What HHS Says About AI in Healthcare
The Department of Health and Human Services actively encourages AI use for automating administrative tasks in healthcare, as long as it stays within HIPAA protections for PHI. The agency’s AI strategy specifically calls out AI assistants and conversational tools as promising, while emphasizing that they need appropriate safeguards and should clearly distinguish educational content from clinical guidance.
HHS has also signaled that “high-impact” AI applications, those that could significantly affect health outcomes, individual rights, or public trust, will face especially strict oversight. For healthcare organizations, this means using ChatGPT to summarize notes or draft letters sits in a different risk category than using it to support clinical decision-making. The more consequential the use case, the more scrutiny it will attract.

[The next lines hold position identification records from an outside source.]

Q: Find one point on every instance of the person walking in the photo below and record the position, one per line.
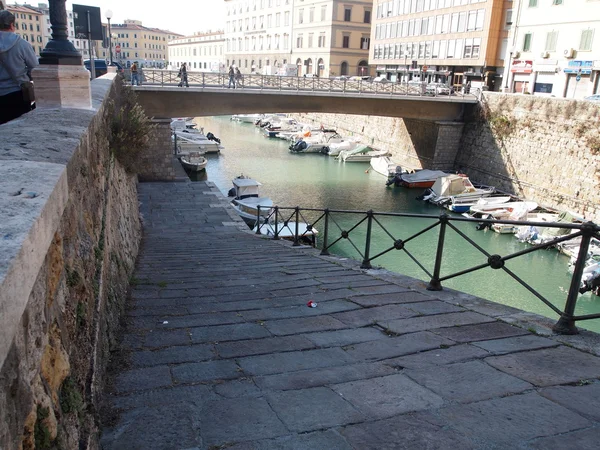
(135, 81)
(17, 59)
(238, 77)
(183, 76)
(231, 77)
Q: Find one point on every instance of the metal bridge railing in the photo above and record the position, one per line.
(159, 77)
(328, 220)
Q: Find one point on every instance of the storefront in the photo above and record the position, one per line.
(579, 79)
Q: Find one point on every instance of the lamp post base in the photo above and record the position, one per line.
(62, 86)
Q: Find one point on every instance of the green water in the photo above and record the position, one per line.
(319, 181)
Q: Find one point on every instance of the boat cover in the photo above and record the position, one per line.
(423, 175)
(449, 185)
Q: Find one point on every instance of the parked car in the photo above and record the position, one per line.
(101, 66)
(437, 89)
(381, 79)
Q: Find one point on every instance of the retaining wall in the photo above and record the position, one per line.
(70, 231)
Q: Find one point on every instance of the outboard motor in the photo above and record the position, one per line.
(299, 146)
(212, 137)
(591, 284)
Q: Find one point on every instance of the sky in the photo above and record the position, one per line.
(180, 16)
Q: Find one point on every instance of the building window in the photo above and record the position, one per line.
(527, 39)
(367, 16)
(347, 14)
(551, 39)
(587, 37)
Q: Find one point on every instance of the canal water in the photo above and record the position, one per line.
(320, 181)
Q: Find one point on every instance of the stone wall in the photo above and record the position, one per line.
(543, 149)
(70, 225)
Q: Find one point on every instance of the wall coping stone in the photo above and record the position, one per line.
(35, 153)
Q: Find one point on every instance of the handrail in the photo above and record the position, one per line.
(567, 318)
(277, 83)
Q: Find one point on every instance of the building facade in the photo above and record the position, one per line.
(131, 41)
(30, 25)
(258, 34)
(554, 50)
(450, 41)
(332, 37)
(201, 51)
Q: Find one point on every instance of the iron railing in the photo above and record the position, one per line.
(332, 233)
(256, 82)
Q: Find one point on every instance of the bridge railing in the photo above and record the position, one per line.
(160, 77)
(356, 229)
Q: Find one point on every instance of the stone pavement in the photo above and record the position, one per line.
(221, 351)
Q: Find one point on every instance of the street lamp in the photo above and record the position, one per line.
(108, 15)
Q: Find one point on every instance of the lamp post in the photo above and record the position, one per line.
(108, 15)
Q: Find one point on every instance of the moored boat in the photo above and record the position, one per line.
(194, 161)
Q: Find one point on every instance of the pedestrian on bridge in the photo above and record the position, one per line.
(231, 77)
(183, 76)
(17, 59)
(238, 77)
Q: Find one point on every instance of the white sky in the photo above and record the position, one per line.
(180, 16)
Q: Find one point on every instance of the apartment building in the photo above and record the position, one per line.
(332, 37)
(134, 42)
(258, 34)
(29, 24)
(554, 50)
(450, 41)
(201, 51)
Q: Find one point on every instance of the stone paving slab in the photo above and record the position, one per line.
(220, 351)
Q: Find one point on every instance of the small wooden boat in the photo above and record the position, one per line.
(193, 161)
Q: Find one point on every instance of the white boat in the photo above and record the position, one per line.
(306, 232)
(246, 200)
(347, 144)
(385, 166)
(247, 118)
(193, 161)
(317, 142)
(192, 139)
(456, 189)
(360, 154)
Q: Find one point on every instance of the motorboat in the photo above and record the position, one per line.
(385, 166)
(347, 144)
(186, 143)
(287, 230)
(318, 142)
(193, 161)
(456, 189)
(360, 154)
(282, 125)
(464, 204)
(420, 179)
(247, 118)
(192, 139)
(246, 200)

The Bottom Line for Healthcare Organizations
If you’re a solo practitioner using ChatGPT Plus to help with patient notes, you’re almost certainly violating HIPAA. The consumer-facing versions of ChatGPT were not designed for regulated healthcare use, and no amount of toggling privacy settings changes the fact that there’s no BAA in place.
If your organization needs to use ChatGPT with any patient data, you need either ChatGPT for Healthcare, ChatGPT Enterprise, or a BAA-covered API integration. Even then, the technology is only one piece. Your internal policies, access controls, staff training, and data handling procedures all have to meet HIPAA’s requirements independently. The safest approach is to work with your compliance team to evaluate the specific use case, request the appropriate BAA, and build organizational safeguards before any PHI touches an OpenAI product.